GTSPP Ad hoc meeting (TAMU, 4 Apr, 2000)
Attendees: Thierry Carval - SISMER, France
Loic Petit de la Villeon - SISMER, France
Kurt Schnebele - NODC, USA
Charles Sun - NODC, USA
Yeun-ho Chong - AOML, USA
Bob Keeley - MEDS, Canada
1. Status of participants
MEDS reported that funding and support for GTSPP is stable. It is still an important program at MEDS and will continue to be supported.
NODC reports that with the coming retirement of Doug Hamilton, Charles Sun will be taking on his GTSPP responsibilities. They report stable funding, but although they would like to add new resources, they have not been able to do this. NODC views the GTSPP philosophy of data management to be the direction they wish to move towards. Possible changes include a switch to an Oracle data base system, although this is not yet final.

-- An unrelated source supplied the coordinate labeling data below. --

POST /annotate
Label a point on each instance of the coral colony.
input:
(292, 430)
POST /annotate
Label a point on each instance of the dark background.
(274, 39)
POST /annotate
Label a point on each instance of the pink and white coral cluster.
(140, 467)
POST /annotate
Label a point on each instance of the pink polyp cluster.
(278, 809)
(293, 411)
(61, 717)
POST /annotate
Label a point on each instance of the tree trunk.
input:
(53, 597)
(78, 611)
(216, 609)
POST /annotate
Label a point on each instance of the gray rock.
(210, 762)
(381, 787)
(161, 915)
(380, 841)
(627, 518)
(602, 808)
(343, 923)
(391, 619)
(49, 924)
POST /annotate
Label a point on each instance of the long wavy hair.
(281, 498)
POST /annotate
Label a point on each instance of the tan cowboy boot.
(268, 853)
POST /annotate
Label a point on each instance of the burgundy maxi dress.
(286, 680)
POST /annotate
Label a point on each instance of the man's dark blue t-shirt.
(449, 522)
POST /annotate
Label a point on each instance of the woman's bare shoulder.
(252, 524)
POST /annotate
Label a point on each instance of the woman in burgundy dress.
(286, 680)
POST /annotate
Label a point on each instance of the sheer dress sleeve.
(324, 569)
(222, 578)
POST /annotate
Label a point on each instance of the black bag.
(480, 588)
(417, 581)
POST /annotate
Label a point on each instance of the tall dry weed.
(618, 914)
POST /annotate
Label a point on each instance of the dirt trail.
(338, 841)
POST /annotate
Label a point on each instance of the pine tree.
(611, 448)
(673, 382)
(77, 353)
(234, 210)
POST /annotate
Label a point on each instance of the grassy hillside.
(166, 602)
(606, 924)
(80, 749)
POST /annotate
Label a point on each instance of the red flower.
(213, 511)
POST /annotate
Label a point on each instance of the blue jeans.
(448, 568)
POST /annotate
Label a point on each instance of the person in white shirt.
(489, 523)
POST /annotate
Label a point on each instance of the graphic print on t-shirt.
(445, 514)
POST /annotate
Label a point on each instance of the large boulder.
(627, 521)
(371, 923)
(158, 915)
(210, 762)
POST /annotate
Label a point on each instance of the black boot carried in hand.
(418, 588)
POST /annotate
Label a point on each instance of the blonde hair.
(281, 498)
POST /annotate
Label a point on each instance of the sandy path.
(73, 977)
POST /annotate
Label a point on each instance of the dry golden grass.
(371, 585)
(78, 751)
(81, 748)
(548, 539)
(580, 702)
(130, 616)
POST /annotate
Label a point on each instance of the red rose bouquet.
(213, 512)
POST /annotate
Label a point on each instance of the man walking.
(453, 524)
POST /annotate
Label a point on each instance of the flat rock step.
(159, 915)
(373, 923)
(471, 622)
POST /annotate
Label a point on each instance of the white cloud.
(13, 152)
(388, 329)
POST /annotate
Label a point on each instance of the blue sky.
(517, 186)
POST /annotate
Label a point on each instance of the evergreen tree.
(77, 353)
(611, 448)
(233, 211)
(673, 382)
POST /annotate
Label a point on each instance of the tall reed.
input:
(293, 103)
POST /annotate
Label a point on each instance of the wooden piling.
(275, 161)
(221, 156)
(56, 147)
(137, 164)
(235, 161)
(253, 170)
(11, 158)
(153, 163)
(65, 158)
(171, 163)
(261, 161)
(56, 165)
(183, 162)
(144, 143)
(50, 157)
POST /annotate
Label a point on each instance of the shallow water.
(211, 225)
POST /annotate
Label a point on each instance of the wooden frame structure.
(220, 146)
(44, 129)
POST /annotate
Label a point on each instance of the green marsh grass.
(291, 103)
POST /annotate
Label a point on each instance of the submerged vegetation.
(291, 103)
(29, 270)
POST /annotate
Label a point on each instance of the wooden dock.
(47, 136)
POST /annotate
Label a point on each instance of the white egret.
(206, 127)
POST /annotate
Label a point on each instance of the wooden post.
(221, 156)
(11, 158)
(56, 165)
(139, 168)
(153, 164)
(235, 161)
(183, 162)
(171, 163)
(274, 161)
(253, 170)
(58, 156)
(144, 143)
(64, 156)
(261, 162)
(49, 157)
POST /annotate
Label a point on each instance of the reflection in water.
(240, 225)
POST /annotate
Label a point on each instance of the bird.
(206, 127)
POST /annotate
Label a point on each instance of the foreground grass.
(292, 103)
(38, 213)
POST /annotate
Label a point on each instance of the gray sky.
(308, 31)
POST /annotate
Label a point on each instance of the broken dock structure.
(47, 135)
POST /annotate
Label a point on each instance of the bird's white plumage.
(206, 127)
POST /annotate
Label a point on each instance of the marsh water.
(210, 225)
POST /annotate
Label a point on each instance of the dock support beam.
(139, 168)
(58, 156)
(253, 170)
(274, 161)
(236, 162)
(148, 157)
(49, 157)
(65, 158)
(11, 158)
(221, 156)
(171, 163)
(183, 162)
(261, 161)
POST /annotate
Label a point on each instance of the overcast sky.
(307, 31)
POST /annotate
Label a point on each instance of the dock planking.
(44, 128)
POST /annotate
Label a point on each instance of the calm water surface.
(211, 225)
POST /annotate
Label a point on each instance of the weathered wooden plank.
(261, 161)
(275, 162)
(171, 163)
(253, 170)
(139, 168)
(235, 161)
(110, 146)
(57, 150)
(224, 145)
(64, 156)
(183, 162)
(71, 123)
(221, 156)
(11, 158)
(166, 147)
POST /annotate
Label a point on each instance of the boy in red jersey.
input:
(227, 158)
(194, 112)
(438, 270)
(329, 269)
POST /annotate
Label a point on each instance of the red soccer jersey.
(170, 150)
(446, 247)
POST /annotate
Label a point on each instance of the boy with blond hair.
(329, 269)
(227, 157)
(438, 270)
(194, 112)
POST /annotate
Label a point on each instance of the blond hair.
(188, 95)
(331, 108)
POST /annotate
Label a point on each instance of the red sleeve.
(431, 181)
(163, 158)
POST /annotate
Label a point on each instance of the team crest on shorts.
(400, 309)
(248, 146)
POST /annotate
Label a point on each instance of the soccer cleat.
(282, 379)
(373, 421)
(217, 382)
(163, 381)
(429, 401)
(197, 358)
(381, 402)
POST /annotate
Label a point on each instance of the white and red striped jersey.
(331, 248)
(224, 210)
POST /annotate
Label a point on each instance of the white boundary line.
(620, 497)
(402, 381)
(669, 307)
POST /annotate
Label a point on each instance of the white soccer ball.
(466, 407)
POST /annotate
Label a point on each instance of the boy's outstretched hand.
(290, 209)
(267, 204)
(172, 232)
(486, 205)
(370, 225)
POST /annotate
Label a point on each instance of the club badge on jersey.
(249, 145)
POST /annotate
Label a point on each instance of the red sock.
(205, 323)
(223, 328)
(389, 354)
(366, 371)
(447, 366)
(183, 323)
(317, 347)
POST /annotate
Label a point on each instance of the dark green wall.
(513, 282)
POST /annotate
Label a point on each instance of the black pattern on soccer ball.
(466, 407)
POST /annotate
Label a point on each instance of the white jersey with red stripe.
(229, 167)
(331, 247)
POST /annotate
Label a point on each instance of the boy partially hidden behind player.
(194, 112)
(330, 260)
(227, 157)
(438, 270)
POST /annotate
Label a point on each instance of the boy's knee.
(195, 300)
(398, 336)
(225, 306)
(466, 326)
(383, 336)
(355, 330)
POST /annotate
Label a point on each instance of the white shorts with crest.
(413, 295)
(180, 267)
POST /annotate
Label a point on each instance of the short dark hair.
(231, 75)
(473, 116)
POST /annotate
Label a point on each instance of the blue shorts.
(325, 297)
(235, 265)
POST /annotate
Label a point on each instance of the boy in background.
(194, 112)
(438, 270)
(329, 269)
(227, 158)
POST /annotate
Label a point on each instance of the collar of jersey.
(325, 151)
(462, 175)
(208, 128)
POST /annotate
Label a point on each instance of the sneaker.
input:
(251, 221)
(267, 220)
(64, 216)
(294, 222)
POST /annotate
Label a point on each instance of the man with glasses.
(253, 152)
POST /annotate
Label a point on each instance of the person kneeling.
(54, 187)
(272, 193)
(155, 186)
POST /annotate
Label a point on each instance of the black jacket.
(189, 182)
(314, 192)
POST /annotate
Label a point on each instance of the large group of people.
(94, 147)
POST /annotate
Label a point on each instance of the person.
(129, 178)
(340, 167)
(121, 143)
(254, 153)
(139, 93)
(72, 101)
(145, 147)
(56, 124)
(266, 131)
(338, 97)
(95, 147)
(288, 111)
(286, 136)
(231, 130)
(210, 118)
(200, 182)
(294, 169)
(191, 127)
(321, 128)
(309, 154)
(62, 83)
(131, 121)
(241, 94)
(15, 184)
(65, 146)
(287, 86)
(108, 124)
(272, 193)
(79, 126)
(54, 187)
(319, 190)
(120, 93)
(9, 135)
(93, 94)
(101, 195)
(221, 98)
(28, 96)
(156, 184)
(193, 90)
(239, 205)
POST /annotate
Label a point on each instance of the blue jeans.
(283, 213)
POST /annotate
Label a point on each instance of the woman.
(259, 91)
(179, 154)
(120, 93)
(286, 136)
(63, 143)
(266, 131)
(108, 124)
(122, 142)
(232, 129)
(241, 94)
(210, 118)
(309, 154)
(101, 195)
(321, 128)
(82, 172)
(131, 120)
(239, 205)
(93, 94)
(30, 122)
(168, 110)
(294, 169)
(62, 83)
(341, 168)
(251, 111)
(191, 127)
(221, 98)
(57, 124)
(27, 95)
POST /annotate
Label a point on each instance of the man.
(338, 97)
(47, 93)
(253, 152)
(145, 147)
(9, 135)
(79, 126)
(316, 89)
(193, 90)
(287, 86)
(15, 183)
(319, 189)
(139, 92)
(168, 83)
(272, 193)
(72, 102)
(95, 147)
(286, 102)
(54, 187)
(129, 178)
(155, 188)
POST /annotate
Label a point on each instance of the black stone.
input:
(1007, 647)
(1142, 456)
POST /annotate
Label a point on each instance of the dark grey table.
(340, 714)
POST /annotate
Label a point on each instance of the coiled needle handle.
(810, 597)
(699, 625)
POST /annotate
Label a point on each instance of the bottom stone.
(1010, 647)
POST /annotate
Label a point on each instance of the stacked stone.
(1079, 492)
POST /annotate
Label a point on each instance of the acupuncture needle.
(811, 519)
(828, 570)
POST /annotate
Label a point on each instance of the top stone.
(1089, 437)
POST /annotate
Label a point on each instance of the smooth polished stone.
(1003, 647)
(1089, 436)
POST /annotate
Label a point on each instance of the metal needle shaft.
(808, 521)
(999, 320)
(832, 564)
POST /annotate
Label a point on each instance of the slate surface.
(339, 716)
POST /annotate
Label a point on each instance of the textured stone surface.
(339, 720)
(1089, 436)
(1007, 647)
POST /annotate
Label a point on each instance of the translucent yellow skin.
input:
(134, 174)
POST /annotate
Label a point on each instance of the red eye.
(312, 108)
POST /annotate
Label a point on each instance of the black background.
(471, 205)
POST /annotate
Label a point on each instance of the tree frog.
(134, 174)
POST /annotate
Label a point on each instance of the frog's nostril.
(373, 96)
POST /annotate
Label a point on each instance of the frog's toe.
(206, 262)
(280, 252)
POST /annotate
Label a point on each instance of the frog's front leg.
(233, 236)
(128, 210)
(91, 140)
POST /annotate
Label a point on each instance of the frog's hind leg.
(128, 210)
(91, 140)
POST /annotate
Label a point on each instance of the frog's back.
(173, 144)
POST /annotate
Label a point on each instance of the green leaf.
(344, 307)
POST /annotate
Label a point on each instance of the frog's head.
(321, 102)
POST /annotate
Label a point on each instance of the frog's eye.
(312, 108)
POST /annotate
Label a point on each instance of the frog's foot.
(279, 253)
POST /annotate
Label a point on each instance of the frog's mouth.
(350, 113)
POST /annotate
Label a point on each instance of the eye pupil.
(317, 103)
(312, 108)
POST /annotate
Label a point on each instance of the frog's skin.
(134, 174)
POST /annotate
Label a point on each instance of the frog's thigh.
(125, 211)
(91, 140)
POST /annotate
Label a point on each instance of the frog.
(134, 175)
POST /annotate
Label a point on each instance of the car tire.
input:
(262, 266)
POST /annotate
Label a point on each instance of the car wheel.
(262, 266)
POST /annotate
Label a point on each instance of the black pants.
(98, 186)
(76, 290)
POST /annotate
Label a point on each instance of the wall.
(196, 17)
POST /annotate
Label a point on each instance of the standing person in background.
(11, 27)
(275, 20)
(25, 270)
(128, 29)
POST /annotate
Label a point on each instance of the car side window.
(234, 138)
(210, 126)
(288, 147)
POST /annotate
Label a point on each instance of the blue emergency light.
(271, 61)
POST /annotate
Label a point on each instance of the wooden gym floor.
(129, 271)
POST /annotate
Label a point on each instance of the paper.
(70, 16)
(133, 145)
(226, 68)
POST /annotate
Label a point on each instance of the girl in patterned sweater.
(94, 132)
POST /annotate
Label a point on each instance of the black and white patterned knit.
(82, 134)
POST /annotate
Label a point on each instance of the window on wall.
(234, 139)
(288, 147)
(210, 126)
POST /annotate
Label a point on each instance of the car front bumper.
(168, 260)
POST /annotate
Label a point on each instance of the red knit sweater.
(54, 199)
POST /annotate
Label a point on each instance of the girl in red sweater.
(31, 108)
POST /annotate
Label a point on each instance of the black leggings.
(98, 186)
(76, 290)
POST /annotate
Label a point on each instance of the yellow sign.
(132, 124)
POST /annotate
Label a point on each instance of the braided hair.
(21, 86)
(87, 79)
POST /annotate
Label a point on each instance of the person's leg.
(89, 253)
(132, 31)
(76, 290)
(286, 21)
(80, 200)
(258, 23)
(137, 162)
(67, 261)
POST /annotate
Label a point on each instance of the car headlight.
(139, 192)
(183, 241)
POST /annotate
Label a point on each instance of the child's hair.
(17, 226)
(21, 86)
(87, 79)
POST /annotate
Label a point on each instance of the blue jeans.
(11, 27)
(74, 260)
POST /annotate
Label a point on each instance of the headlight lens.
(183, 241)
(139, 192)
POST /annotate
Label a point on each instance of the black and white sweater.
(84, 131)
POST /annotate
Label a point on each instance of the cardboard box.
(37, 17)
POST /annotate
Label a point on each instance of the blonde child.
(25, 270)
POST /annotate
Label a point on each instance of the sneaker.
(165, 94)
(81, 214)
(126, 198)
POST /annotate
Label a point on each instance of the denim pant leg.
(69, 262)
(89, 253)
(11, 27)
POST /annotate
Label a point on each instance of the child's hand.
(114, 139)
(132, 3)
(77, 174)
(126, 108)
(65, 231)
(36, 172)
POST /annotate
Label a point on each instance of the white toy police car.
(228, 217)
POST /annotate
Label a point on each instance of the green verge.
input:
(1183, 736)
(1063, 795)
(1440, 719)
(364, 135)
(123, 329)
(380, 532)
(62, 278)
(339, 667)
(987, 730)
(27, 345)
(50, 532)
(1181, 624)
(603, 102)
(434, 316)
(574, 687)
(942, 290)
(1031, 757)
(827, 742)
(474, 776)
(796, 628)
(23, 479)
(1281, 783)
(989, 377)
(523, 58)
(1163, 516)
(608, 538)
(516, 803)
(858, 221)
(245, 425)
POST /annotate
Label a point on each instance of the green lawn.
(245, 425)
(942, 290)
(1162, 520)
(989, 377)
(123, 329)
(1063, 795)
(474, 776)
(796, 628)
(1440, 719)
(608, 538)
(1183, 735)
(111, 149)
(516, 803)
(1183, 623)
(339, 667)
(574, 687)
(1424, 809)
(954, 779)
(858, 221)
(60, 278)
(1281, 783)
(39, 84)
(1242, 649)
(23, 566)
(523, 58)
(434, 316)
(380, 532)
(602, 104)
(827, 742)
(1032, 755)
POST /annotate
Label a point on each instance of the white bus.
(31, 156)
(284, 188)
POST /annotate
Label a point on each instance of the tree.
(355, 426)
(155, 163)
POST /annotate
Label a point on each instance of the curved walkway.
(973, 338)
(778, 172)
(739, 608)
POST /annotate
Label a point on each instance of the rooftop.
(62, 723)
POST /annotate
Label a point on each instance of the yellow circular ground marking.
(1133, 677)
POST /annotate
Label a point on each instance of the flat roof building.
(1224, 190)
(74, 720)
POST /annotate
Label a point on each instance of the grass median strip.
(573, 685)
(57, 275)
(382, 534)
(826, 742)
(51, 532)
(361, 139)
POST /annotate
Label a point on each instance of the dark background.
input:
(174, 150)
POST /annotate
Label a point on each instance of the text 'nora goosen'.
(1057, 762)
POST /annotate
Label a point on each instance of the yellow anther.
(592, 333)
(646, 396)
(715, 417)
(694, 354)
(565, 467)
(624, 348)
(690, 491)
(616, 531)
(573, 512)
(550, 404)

AOML reports stable funding as well with continued support to carry out quality control functions and provide scientific advice to profile data management.
CSIRO reported (conversation between Rick Bailey and Bob Keeley) that their funding is stable. They have been working on semi-automated QC software and upon completion of this (no time provided) they would like to run all historical temperature data from the Indian Ocean through their new software.
Scripps reported (conversation between Warren White and Bob Keeley) that they continue to support the science centre function of GTSPP.
2. UOT CD
NODC reported that the problem of duplicates on the last CD was addressed some time ago. However, a recent test showed there was still an unresolved problem. It has been identified, and software written to make the correction. Tests are going on now. They fully expect the duplicates issue to be solved before data are placed on the next CD.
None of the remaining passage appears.